この取組の意義は、障害児支援を本人への支援だけでなく、家族全体を支える視点から捉えている点にある。障害児福祉では、療育、相談支援、放課後等デイサービス、医療的ケア、学校との連携など、本人を中心とした支援制度が整備されてきた。一方で、兄弟姉妹が抱える孤独感、我慢、将来への不安、家庭内での役割意識は、制度の中で見落とされやすい。きょうだい児は、幼い頃から家庭の事情を理解しようとし、保護者に負担をかけないよう振る舞うことがある。こうした姿勢が周囲から「しっかりしている」と評価される一方で、本人の不安や寂しさが見えにくくなることも少なくない。
人権の観点から見ると、きょうだい児支援は、障害のある子どもの権利保障と対立するものではなく、家族の中にいるすべての子どもの尊厳を守る取組である。障害のある子どもが必要な支援を受けることは当然重要だが、その過程で兄弟姉妹が自分の感情を抑え込み、相談先を持てず、将来の介護や家族責任を過度に背負うようになれば、別の形で子どもの権利が損なわれる。保護者にとっても、きょうだい児への接し方を一人で抱え込むのではなく、同じ立場の保護者と経験を共有し、専門的な助言を受ける場があることは重要である。講演後に保護者同士のお話会を設けている点は、知識の提供だけでなく、孤立を和らげる支援として意味を持つ。
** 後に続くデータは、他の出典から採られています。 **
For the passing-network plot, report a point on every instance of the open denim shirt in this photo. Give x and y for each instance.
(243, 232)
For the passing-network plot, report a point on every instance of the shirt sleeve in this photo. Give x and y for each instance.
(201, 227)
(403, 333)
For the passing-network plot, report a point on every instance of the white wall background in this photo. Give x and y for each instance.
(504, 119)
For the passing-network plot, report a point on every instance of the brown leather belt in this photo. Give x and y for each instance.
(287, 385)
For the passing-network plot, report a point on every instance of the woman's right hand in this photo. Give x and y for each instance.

今後、自治体の障害児支援では、本人支援、保護者支援、きょうだい児支援を分けて考えるのではなく、家族全体の生活を支える仕組みとして組み立てることが求められる。学校や保育施設、地域の子育て支援機関も、障害のある子どもの兄弟姉妹が抱えやすい葛藤を理解し、必要に応じて声をかけ、相談先につなぐ役割を担う。板橋区の講演会は、きょうだい児の存在を地域で可視化し、保護者や支援者が「障害児の家族」を一括りにせず、子ども一人ひとりの思いに目を向けるための機会となる。